The role of TL in genetic anticipation of patients with IBD has not been studied.
In our study, the primary objective was to evaluate generational changes in TL in parent-child pairs of familial IBD, to determine the role of telomere shortening, and its potential implication as a mechanism of anticipation in familial IBD. The secondary objective focused on investigating potential candidate gene variants for autosomal inheritance in these multi-generation IBD families.
We studied three IBD families with multiple affected members in three successive generations. We determined TL in lymphocytes and granulocytes from peripheral blood of the affected members using flow cytometry and fluorescence in-situ hybridization (flow FISH). We also performed whole exome sequencing (WES) in the blood of all available family members and used PhenoDB to identify potential candidate gene variants for recessive or dominant modes of inheritance.

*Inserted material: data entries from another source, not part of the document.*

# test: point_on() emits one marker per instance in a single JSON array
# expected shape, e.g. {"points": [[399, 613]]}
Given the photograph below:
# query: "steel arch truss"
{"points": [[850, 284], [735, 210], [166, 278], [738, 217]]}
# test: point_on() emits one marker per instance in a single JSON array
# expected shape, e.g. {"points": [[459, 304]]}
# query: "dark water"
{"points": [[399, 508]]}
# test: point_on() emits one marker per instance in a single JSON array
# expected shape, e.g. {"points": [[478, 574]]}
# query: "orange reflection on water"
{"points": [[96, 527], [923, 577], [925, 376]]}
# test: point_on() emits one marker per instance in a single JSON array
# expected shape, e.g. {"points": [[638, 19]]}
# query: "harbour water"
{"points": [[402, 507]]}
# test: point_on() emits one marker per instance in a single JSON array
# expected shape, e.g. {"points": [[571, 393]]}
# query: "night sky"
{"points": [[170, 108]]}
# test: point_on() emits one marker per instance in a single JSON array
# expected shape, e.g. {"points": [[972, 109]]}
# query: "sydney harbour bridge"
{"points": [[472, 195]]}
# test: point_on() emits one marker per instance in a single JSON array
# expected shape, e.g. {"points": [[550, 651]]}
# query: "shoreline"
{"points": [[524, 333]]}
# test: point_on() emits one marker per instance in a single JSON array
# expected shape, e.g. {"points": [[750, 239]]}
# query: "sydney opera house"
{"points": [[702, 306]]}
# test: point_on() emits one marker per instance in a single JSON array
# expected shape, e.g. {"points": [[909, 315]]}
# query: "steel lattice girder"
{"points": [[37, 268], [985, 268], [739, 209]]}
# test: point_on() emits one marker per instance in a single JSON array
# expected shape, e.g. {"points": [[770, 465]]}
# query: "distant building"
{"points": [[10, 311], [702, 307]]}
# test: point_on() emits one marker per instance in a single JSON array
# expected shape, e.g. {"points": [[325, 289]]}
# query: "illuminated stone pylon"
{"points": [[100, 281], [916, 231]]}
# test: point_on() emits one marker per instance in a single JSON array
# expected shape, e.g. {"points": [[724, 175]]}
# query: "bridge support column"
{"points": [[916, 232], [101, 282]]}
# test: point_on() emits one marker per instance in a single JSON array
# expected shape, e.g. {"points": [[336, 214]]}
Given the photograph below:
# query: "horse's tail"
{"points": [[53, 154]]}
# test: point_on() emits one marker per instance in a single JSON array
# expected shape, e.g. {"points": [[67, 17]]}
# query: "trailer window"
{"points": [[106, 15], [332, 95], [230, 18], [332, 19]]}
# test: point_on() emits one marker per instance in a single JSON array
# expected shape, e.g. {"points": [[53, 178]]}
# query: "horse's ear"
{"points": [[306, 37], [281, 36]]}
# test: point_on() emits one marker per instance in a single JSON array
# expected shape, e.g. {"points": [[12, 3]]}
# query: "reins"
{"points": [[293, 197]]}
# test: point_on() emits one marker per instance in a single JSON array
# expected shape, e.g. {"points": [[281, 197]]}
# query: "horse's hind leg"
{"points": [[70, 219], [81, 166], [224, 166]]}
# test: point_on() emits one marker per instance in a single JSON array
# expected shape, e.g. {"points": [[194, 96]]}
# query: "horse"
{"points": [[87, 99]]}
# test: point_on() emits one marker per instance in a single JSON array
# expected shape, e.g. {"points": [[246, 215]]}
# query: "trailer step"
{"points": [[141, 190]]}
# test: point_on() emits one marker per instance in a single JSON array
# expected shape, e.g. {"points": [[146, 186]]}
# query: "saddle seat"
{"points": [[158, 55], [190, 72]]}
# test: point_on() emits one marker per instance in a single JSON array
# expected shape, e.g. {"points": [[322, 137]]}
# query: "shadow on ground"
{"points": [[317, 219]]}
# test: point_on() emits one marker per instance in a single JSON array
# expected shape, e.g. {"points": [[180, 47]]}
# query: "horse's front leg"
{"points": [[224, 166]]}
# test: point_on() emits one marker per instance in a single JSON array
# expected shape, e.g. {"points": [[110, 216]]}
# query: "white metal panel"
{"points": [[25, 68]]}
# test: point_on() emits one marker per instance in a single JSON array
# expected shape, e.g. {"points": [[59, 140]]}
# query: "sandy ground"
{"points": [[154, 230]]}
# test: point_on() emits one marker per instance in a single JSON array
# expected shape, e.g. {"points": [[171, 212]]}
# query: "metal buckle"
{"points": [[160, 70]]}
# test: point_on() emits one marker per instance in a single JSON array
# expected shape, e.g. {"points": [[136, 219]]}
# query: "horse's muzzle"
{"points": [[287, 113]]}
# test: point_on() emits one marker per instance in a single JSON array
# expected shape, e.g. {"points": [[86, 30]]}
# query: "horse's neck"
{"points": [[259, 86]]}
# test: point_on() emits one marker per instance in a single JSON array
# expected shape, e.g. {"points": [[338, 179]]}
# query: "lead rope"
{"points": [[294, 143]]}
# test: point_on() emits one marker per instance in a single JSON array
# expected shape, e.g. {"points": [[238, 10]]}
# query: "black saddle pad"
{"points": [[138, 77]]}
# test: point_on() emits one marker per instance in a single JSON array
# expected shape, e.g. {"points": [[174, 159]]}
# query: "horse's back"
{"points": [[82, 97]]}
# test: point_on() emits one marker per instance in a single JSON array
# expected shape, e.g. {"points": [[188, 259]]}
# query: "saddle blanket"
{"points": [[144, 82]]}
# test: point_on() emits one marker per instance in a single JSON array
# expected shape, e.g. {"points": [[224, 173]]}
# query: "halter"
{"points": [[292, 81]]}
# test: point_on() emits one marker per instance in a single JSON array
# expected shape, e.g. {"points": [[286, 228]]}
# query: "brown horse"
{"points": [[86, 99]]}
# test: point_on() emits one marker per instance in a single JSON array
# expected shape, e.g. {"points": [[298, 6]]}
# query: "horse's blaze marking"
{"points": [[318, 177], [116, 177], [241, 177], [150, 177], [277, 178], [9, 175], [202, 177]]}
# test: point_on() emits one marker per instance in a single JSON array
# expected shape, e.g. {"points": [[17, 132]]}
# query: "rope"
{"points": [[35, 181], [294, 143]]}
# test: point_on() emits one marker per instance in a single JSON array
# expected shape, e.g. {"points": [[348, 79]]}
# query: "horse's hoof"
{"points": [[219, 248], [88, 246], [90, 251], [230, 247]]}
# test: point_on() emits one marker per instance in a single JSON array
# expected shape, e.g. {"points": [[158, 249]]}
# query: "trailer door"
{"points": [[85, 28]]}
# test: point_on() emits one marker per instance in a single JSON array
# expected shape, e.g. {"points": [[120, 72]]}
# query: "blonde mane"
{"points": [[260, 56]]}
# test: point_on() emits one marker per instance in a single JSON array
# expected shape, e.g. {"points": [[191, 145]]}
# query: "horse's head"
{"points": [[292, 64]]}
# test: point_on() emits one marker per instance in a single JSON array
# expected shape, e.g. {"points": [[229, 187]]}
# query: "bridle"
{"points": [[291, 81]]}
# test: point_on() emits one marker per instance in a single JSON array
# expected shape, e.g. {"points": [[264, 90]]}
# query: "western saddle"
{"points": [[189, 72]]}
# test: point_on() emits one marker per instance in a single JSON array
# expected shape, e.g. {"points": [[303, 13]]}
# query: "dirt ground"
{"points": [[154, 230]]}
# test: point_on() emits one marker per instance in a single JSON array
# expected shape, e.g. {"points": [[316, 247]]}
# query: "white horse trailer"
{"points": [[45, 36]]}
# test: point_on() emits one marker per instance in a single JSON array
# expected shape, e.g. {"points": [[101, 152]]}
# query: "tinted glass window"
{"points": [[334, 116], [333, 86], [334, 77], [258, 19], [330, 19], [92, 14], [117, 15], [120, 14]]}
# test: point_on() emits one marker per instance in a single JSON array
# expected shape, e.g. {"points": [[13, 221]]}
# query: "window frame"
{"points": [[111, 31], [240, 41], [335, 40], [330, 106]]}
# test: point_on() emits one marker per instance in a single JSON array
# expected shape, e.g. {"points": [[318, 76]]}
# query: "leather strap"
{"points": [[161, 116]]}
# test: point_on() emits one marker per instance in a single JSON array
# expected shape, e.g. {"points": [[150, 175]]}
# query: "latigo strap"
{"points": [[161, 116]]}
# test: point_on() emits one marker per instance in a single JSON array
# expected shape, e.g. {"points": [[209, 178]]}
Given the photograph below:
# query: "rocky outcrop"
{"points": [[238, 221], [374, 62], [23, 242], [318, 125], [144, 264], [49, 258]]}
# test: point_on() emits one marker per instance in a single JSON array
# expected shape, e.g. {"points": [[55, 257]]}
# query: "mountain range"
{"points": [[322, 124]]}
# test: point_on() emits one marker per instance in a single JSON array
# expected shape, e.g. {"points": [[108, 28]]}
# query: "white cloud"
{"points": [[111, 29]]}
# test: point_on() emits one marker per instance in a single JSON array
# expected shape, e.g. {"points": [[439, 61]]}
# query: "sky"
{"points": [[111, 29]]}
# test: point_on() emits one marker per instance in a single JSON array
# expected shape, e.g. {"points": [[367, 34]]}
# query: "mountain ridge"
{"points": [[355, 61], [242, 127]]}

Out of twenty-four patients of European descent selected to participate in the study, eleven patients, eight parent-child pairs affected by IBD, were included in the genetic anticipation analysis. Median difference in age at diagnosis between two successive generations was 16.5 years, with earlier age at onset in the younger generations. Five patients were affected by ulcerative colitis, four patients by Crohn’s disease and two patients by IBD-Unclassified. In most of the affected members, the disease harbored similar gastrointestinal and extraintestinal involvement but was more aggressive among the younger generations. TL was not associated with earlier age at onset or with more severe disease in members of successive generations affected by IBD. NOD2 gene mutations were present in the Crohn’s affected patients of one family. However, no gene variants were identified as potential candidates for Mendelian inheritance.
The study represents the first evaluation of TL defects in genetic anticipation of IBD. Even though no association was found between TL and age at disease onset among members of successive generations, this pilot study is very valuable as an attempt to find the molecular mechanism of genetic anticipation in IBD.
While we have shown that genetic anticipation is unlikely to be the result of telomere shortening, our results do point the way to exploration of other mechanisms. Further studies to confirm our findings should address a larger population of familial IBD that likewise have strong evidence for anticipation among successive generations.